Cantero also wrote a letter to the Miami Herald in 1993 in which he defended antiabortion protesters, saying: "Abortions kill children."
As a member of a church whose hierarchy opposes capital punishment, Cantero will quickly become immersed in dozens of death penalty cases. That issue, more than any other, has sharply divided the court, which upheld the electric chair's constitutionality on a 4-3 vote.
Justice Leander Shaw, a death penalty critic who is next in line to retire, in 2003, triggered an emotional debate when he posted gruesome pictures of a bloody execution on the court's Web site.
Bush called a news conference for 10 a.m. on the west side of the Capitol, the side facing the Supreme Court, to announce his decision. Cantero was headed to Tallahassee and a room was reserved in his name at a downtown hotel, but he could not be reached. The governor's office said it was "very likely" that the appointee would be at Bush's side.
"I felt a calling to become a judge," Cantero wrote in his application to the Supreme Court Judicial Nominating Commission. "A judge does not choose one side or the other in a dispute; rather, the judge reviews the facts, analyzes the law, and draws his own conclusions."
The vacancy is the first in nearly four years, and comes at a time of tension between the courts and the two elected branches of government. Many conservative lawmakers say the court has been too assertive, writing law rather than interpreting it.
In choosing Cantero, Bush bypassed four other finalists, some of whom have extensive experience as judges, including Chris Altenbernd, a member of the 2nd District Court of Appeal in Tampa.
The other finalists were Circuit Judge Kenneth Bell of Pensacola and Judges Phil Padovano and Peter Webster of the 1st District Court of Appeal in Tallahassee.
Cantero's appointment is a homecoming of sorts. He graduated summa cum laude from Florida State University in 1982, holding a double major in English and business.

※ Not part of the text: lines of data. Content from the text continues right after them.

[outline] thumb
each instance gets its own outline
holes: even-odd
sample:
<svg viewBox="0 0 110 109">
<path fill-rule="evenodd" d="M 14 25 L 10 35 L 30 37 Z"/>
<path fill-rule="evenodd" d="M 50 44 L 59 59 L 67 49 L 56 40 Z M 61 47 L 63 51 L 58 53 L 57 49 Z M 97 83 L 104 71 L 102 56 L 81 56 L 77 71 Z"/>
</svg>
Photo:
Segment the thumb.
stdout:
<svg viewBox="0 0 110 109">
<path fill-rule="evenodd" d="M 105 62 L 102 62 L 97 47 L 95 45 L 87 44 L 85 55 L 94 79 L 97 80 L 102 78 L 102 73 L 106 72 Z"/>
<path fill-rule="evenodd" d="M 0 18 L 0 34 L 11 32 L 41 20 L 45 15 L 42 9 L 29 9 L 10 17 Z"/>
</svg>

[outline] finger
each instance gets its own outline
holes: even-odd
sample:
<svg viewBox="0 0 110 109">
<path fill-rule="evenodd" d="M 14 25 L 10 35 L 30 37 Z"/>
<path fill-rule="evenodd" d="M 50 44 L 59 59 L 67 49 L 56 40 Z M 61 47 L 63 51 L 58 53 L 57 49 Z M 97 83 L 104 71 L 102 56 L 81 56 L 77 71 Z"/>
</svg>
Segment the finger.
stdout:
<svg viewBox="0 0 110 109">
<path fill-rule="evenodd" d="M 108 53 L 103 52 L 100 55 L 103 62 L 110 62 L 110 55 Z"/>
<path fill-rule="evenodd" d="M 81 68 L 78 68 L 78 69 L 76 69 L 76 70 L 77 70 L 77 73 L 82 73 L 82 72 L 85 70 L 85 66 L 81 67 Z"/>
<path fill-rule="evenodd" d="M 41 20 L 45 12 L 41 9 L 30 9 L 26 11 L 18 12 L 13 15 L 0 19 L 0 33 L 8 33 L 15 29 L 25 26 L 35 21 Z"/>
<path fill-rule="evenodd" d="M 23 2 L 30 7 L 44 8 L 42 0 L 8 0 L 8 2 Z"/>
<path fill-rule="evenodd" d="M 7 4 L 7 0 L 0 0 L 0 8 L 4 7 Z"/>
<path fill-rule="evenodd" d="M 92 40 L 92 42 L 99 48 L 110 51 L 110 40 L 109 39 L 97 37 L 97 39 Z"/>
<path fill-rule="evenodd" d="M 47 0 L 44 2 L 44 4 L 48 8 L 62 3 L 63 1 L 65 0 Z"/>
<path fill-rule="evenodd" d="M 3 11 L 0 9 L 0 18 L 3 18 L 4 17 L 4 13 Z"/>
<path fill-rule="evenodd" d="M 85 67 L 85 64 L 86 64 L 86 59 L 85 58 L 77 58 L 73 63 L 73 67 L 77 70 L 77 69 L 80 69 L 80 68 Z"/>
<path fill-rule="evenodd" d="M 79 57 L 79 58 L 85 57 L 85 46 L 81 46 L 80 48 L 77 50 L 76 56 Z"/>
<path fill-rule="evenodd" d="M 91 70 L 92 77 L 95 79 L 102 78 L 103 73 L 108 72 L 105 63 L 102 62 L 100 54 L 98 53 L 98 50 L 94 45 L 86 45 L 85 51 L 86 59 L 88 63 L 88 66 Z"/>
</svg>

He was a cum laude graduate of Harvard Law School in 1985.
He joined the firm of Adorno & Zeder in 1988, and quickly rose through the ranks to become chief of its appellate division.
The selection of Cantero is sure to bring a wave of support from Hispanics in South Florida, many of whom already support Bush's re-election. But the new justice's father said ethnicity should not be the overriding concern.
"I think he's deserving even if he wasn't Hispanic," the elder Cantero said. "He has all of the qualifications to be a judge. The fact that he is Hispanic is an accessory, and not the principal thing."
One other clue to Cantero's selection was on Bush's official schedule: He is scheduled to meet today with Jorge Mas and other leaders of the Miami-based Cuban American National Foundation, a group that strongly supports Bush's re-election.
Cantero promised to bring "humility" to the court, which grapples daily with death sentences and the constitutionality of state laws, and punishes wayward lawyers and judges.
_ Times researcher Kitty Bennett contributed to this report.